Friday, November 4, 2011

Rear View Mirror: Retrospective

Jabal Haroun trail

           Been home “a work week” for the good folks of Petra Archaeological Park (PAP) and Wadi Rum Protected Area (WRPA), and they’re enjoying a Friday (“holiday”). Of course many are working, being year-round operations. I’ve been thinking about the many challenges facing PAP & WRPA. They are both World Heritage Sites, being managed by a local (“Region”) Development Authority that is very knowledgeable about the positive aspects that tourism has on the local economy. When we talk about “economic engines” and infusion of outside capital these are prime generators.
vendor & mother (breaking rocks)
           However, there are forces at work that makes one ask: is it sustainable? While in-country the authorities often cited the realities of “Arab Spring” in nearby countries for their justification to move slowly & softly with the enforcement of conservation regulations put in place to protect the character of their special places. Meanwhile pressures are knocking on the door wanting a piece of the action. Various activities and pursuits, that aren’t in keeping with park/protected area principles, want a slice-of-the-pie here-n-there. I recall seeing about a dozen young vendors each day (usually young girls that should’ve been in school) selling colorful rocks quarried from the wadis (canyons/arroyos) of PAP; sometimes you’d watch their parents hammer the stone from its ancient location right in front of you. Sure, the place is called Petra and there is plenty of rock, but there used to be a lot more petrified wood at Petrified Forest National Park (Arizona) too. The fact is that parks & protected areas can’t be “all things for everybody.” They need to be conserved in such a manner as that will retain the integrity for which they were established, and that will provide the desire for visitors to continue to want to experience. Otherwise, they’ll take their tourist dinar/dollar/euro/pound/shekel/yen/yuan to someplace that will provide them with their desired results.

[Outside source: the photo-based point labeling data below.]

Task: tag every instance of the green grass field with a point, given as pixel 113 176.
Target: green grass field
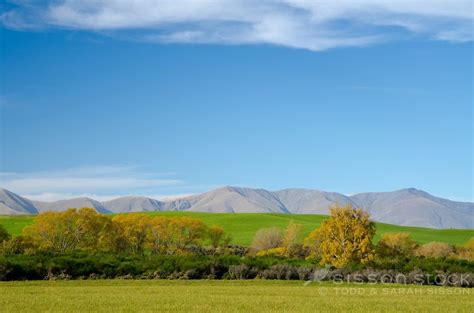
pixel 243 226
pixel 227 296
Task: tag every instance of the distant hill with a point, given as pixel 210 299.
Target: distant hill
pixel 133 204
pixel 60 205
pixel 412 207
pixel 231 200
pixel 13 204
pixel 407 207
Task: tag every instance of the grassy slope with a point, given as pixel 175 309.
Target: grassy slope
pixel 227 296
pixel 243 226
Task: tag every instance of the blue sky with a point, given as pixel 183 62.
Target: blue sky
pixel 95 101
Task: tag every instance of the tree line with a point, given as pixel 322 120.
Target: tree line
pixel 140 243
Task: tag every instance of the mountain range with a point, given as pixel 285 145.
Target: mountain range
pixel 407 207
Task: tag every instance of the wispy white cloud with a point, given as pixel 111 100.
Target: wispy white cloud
pixel 309 24
pixel 86 180
pixel 51 197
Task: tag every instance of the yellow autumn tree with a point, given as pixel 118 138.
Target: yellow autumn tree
pixel 344 238
pixel 129 233
pixel 68 230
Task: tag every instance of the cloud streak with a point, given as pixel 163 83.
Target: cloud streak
pixel 85 180
pixel 315 25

           Case in point: at present ATV’s operate outside WRPA, in the villages and buffer zone that encircles the “Protected Area.” One of the degradations that they’re grappling with at present is the exponential growth in tour trucks, and of course the tracks they leave behind (almost everywhere, including management areas designated as “wilderness”). I certainly hope the ATV can be kept in zones outside WRPA, for they’ll certainly have a potential impact on that World Heritage Site (I wonder if any World Heritage Sites allow ORV or ATV recreational use?). “If” allowed in (for economic growth sake) they’ll be jeopardizing: unique ecology, World Heritage Site status, visitors wanting to make this a destination. It is not too late, but pro-active change in management needs to be nurtured and allowed to grow with local partnerships. It is in everyone’s best interests. After all, eco/heritage tourism is sustainable given you protect the resources that made it viable to begin with.

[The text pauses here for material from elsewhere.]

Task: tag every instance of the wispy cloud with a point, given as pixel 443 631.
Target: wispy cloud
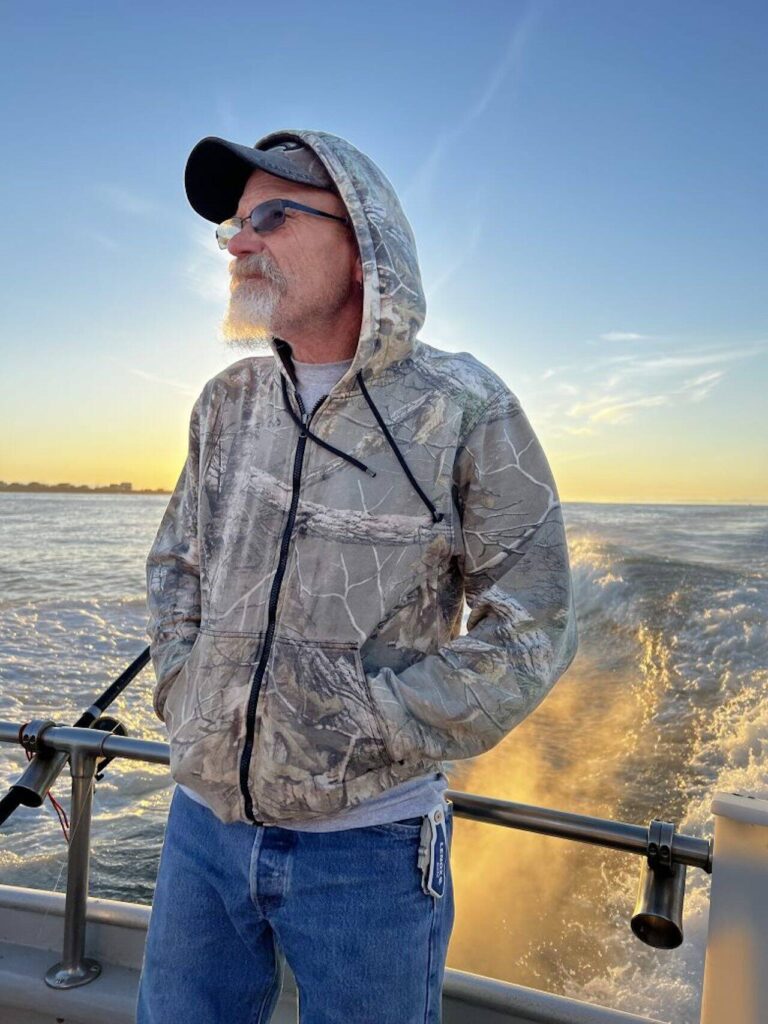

           Being home, I’ve also been exposed to our euro-centric mass media. I heard an interview with a spokesman for “Occupy Oakland” the other day on NPR, and I was struck instantly by the rhetoric that took me back to the VVAW (Vietnam Veterans Against the War) daze. I recall many instances of calling for action & social change (plus being tear-gassed at an outdoor Jethro Tull concert) back in the day of ‘Revolution Now!” Some of the built up anger and verbal expressions are all-too-familiar. But, things have changed with Americana over the past 4-decades/2-generations, as they did from the 4-decades before that (seems wealth-gap and a call for socialism was a concern 80-years ago too). As the chants & slogans changed that evening to Molotov cocktails, I wondered what the difference was between the <.1% involved here with those recruited by “freedom fighters” elsewhere. I came up with one-word: geography.